Per garantire una pensione netta mensile di 1.000 euro, è necessario ottenere un importo lordo annuo di circa 14.900 euro, calcolando una tassazione media del 23%, detrazioni fiscali e addizionali regionali.
Sistema contributivo: il caso più sfidante
Nel sistema contributivo, in vigore per chi ha versato tutti i contributi dopo il 1° gennaio 1996 o per chi ha optato per il calcolo contributivo (ad esempio con Opzione Dini, Quota 103 o Opzione Donna), l’importo della pensione si basa sul montante contributivo accumulato durante la carriera lavorativa, rivalutato annualmente.
Le regole di calcolo ufficializzate nel 2025 prevedono un tasso di rivalutazione del 3,662% e coefficienti di trasformazione che aumentano con l’età di pensionamento, incentivando il differimento dell’uscita dal lavoro.
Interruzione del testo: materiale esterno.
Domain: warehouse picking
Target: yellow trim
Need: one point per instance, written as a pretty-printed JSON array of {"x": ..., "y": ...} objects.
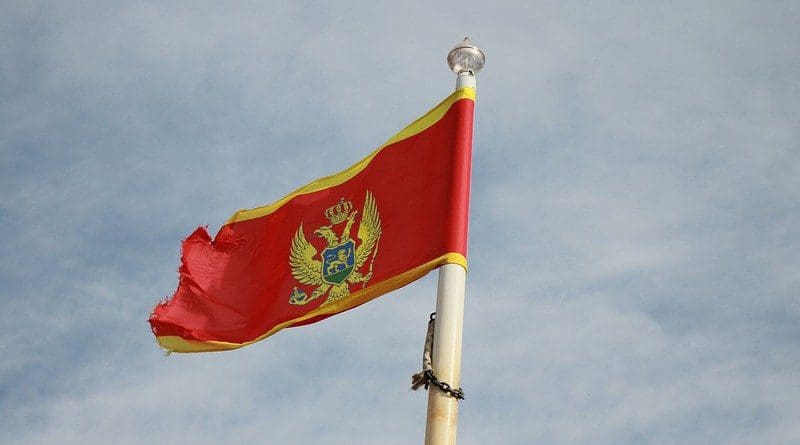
[
  {"x": 178, "y": 344},
  {"x": 416, "y": 127}
]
Per esempio, chi va in pensione a 67 anni deve aver accumulato un montante contributivo rivalutato di circa 265.700 euro per ottenere un assegno lordo di 14.900 euro annui.

Questo si traduce in una media di guadagni annui contributivi di circa 38.890 euro nel caso di 20 anni di lavoro, circa 26.000 euro per 30 anni, e poco meno di 19.500 euro per 40 anni di carriera.
Sistema misto: una strada più accessibile
Con il sistema misto, che combina il calcolo retributivo per i contributi versati fino al 1995 e quello contributivo per gli anni successivi, raggiungere i 1.000 euro netti è più semplice, soprattutto se la parte retributiva è significativa.
Ad esempio, con almeno 10 anni di contributi retributivi, si può ottenere circa il 20% della media delle ultime retribuzioni annue (2% per anno), che con uno stipendio medio di 30.000 euro garantisce già 6.000 euro di pensione annua. Il resto dell’importo necessario andrà coperto dalla quota contributiva.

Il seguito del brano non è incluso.